Já saíram todos. Mas eu ainda ouço as vozes e
os risos na minha cabeça. Doí-me a cara de forçar o sorriso. O batom custa a
sair e espalha-se para lá das fronteiras dos lábios como se eu fosse um palhaço
de boca disforme e cómica. Olho para os sapatos caídos no canto e sinto o ardor
de uma bolha que se formou no calcanhar. Sento-me. Olho-me ao espelho e procuro
na Maria Ana que me olha o que ficou dos sonhos da menina que meteu a vida num
smart naquele dia de chuva.
Levanto-me e olho as roupas no cabide. Toco
as plumas leves e suaves da gola do terceiro acto. Faz-me comichão no nariz e
tenho de encolher o espirro no meio das falas. Desvio a cara para o lado oposto
ao público e imagino-me a pegar fogo à gola quando chegar ao camarim.
Abro a gaveta e procuro algo normal para
vestir. Algo que me esvazie das personagens com quem vivo. Está um embrulho em
cima do móvel. Tem uma fita vermelha que termina num laço. Sei que é um livro. Procuro
um cartão. Uma pista. Um sonho que possa agarrar, guardar, e saber que foste
tu.
Eu vi-te na plateia. Estavas um pouco
escondido. Procuro-te em todas as sessões. Desta vez, antes do pano subir,
antes de me colocar na minha posição, procurei uma vez mais por ti, desejando
que a amizade seja maior do que a mágoa. Tremi quando te vi. Por me enganar nas
vezes que não vieste, dizendo que não é importante, apagando o desejo de
receber um sinal só para não me desiludir.
Quando segurei o livro contra o peito, virada
para ti, pegava-lhe com muita força para não se notar que as minhas mãos
tremiam. Puxei do vozeirão para abafar a emoção das falas ditas a duas vozes.

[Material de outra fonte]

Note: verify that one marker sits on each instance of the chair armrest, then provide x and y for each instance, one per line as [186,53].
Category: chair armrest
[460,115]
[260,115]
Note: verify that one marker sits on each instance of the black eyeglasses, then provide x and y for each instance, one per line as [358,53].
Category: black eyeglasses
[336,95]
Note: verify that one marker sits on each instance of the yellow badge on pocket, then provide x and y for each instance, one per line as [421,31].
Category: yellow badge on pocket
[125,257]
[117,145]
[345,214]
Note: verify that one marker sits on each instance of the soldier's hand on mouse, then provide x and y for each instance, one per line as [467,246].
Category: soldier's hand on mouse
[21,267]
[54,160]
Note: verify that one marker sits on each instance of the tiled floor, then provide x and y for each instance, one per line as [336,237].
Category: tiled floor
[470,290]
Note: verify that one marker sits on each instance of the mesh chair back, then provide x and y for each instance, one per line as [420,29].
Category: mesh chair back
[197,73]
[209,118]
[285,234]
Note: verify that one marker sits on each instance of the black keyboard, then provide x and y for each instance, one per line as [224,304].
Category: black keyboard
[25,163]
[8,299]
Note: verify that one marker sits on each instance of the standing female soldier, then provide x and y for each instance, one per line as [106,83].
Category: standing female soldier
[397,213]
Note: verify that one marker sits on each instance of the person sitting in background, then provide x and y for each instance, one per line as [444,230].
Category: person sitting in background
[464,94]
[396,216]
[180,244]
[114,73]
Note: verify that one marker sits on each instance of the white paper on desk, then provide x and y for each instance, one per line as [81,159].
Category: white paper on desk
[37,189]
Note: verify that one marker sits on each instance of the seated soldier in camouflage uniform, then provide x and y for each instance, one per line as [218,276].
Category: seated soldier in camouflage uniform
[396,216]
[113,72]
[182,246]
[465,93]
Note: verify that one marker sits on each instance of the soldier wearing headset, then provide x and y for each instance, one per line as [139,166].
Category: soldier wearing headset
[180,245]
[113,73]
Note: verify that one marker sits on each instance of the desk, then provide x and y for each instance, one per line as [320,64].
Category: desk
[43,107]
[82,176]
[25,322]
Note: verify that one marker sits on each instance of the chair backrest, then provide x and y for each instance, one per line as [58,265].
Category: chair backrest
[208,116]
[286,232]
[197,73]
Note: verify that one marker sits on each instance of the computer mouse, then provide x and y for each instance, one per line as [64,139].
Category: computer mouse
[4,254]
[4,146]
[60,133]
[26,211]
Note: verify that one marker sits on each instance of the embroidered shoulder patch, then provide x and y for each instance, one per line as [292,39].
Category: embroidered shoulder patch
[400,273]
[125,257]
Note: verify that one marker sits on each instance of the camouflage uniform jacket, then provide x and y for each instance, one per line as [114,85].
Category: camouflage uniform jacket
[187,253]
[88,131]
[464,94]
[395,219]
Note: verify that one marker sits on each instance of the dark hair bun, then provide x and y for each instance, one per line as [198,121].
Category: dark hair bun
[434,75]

Na minha cabeça ouvia o meu eco. Eras tu.
Desta vez o palco foi nosso, como o foi tantas
vezes ainda antes de haver palco, na tua sala, no meio de papéis espalhados, o
único lugar onde fui princesa e me senti rainha de alguma coisa.

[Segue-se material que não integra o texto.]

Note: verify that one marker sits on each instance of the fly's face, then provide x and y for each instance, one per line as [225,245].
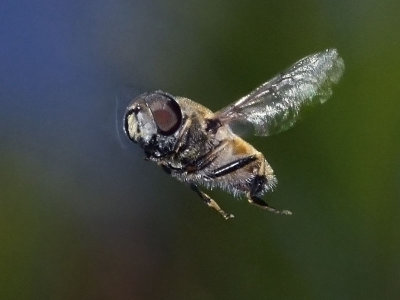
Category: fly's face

Pego no embrulho e desejo ainda mais que seja
teu. Largo-o e não o abro para o delírio durar mais um pouco. Observo-o e
deito-me a adivinhar que livro será, e viajo para as estantes cheias de pó
daquele Alfarrabista onde íamos juntos procurar peças de teatro. Inspiro e
consigo sentir o cheiro abaunilhado dos livros de folhas gastas, com histórias
escritas e histórias das mãos que os viveram.

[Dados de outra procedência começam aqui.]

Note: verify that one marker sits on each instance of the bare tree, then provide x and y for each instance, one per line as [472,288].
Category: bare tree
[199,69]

Num impulso pego no embrulho e puxo uma ponta
do laço vermelho. O papel abre de imediato como se o laço fosse mágico e uma
vez desfeito todos os tesouros ficassem à vista. O livro não tem capa e as
páginas estão manchadas. Cheira a Invernos à lareira e chá quente. É o meu
favorito, para juntar aos outros, todos o mesmo. Agora sei que foste tu. Que
estiveste aqui, real, mas invisível para mim. Ou então fui eu, que naquele dia
de chuva, decidi não te ver mais.
Arrumo o livro na gaveta e guardo com ele os
sonhos. Visto o casaco. Calço os sapatos. Os mesmos, os que fazem doer, porque
eu sei que aguento. Porque quero sofrer só mais um bocadinho por não te ter.
Apanho o sorriso que fugiu. Há pessoas à minha espera.